Vier Verletzte nach mutmasslicher Autoattacke im Westjordanland
Eine mutmassliche Autoattacke im Westjordanland hinterlässt vier verletzte Fussgänger.

Bei einer mutmasslichen Autoattacke nahe einer Siedlung im Westjordanland sind israelischen Angaben zufolge am Freitag vier Menschen verletzt worden. Die Fussgänger seien von einem Fahrzeug gerammt worden, teilte der Rettungsdienst Magen David Adom mit.
Sanitäter behandelten vier Menschen in ihren Zwanzigern. Sie alle seien bei Bewusstsein, einer befinde sich «in mässigem Zustand». Drei weitere wurden demnach leicht verletzt. Israelischen Medien zufolge soll es sich bei den Opfern um Israelis handeln.

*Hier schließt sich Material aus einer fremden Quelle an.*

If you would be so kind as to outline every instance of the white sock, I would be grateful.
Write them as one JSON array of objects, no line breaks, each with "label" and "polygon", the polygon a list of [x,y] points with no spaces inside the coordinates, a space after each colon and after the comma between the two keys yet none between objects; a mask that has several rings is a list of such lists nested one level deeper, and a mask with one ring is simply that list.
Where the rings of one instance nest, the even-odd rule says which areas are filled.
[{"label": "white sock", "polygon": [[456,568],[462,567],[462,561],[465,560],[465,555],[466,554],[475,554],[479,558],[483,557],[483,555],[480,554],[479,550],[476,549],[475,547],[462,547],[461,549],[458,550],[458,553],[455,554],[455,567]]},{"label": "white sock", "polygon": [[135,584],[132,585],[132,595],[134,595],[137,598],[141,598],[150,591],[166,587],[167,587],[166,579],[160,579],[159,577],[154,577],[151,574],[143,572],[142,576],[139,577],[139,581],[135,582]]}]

«Soldaten, die in der Gegend operierten, neutralisierten den Terroristen», teilte die Armee mit. Medien zufolge wurde der Fahrer erschossen. Zu seiner Identität gab es zunächst keine Angaben.
Ereignisort neben Militärposten
Die mutmassliche Autoattacke ereignete sich den Angaben zufolge neben einem Militärposten nahe der israelischen Siedlung Otniel im Süden des besetzten Westjordanlands unweit der Stadt Hebron.

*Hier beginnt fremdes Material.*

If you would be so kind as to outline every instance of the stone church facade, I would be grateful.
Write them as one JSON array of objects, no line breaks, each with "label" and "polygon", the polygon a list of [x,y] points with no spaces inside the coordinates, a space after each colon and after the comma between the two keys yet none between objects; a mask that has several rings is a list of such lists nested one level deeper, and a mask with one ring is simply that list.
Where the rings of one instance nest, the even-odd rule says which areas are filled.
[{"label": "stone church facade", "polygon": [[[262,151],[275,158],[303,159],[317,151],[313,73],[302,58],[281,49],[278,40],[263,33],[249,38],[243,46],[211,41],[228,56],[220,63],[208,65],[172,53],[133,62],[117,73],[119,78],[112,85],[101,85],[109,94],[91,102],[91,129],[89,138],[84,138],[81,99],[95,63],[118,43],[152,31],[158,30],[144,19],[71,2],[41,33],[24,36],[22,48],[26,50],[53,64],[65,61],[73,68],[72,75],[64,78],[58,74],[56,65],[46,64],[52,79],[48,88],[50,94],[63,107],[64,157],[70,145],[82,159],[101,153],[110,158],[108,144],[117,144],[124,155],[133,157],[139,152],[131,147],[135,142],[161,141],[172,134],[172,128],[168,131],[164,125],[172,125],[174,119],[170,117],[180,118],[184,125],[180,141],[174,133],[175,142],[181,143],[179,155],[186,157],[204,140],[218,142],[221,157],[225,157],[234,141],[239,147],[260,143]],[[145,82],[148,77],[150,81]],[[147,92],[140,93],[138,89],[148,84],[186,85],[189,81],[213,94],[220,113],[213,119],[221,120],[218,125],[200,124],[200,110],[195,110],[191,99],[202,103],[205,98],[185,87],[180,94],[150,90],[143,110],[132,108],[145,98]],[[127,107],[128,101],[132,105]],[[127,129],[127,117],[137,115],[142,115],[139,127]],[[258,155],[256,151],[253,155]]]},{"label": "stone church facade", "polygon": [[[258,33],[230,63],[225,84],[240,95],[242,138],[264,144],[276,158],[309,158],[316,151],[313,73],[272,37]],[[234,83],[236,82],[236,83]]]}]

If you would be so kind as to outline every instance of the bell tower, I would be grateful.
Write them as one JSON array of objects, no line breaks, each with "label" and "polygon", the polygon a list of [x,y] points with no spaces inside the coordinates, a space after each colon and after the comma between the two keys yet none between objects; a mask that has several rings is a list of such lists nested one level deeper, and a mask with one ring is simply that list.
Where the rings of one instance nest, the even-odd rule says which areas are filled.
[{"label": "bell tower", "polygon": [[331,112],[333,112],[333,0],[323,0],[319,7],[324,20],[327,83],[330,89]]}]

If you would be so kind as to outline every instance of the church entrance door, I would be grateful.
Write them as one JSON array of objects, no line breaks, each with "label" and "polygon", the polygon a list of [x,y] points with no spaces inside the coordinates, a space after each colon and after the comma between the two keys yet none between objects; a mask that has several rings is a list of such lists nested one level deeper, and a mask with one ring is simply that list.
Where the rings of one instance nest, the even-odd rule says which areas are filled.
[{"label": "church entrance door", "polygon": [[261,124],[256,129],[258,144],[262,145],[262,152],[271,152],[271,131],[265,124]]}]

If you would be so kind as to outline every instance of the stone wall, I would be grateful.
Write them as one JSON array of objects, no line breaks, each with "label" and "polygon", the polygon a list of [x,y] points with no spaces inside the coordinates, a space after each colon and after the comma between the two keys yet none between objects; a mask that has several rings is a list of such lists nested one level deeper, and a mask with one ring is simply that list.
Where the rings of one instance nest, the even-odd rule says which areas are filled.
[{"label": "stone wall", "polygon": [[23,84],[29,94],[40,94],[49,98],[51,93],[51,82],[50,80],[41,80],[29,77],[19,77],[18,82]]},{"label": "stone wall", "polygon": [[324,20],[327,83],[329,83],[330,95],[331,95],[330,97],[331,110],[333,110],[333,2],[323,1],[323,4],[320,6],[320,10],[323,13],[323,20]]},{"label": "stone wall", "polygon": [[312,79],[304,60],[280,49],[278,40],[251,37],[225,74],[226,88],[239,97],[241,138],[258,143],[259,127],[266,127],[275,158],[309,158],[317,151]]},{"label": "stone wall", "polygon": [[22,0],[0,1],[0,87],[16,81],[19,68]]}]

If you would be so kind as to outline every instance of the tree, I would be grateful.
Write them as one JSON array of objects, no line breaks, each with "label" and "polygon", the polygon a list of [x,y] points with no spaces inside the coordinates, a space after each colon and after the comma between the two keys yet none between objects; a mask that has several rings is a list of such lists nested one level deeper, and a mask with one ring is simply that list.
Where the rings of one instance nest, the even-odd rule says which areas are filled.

Israel hatte im Sechs-Tage-Krieg 1967 unter anderem das Westjordanland und Ost-Jerusalem erobert. Dort leben inzwischen Hunderttausende Siedler inmitten von rund drei Millionen Palästinensern.
Die Palästinenser fordern die Gebiete für einen eigenen Staat. Die ohnehin angespannte Lage im Westjordanland hat sich seit Beginn des Gaza-Kriegs nach dem Massaker der Hamas am 7. Oktober noch einmal deutlich verschärft. Auch Berichte über Gewalt israelischer Siedler gegen Palästinenser mehren sich seither.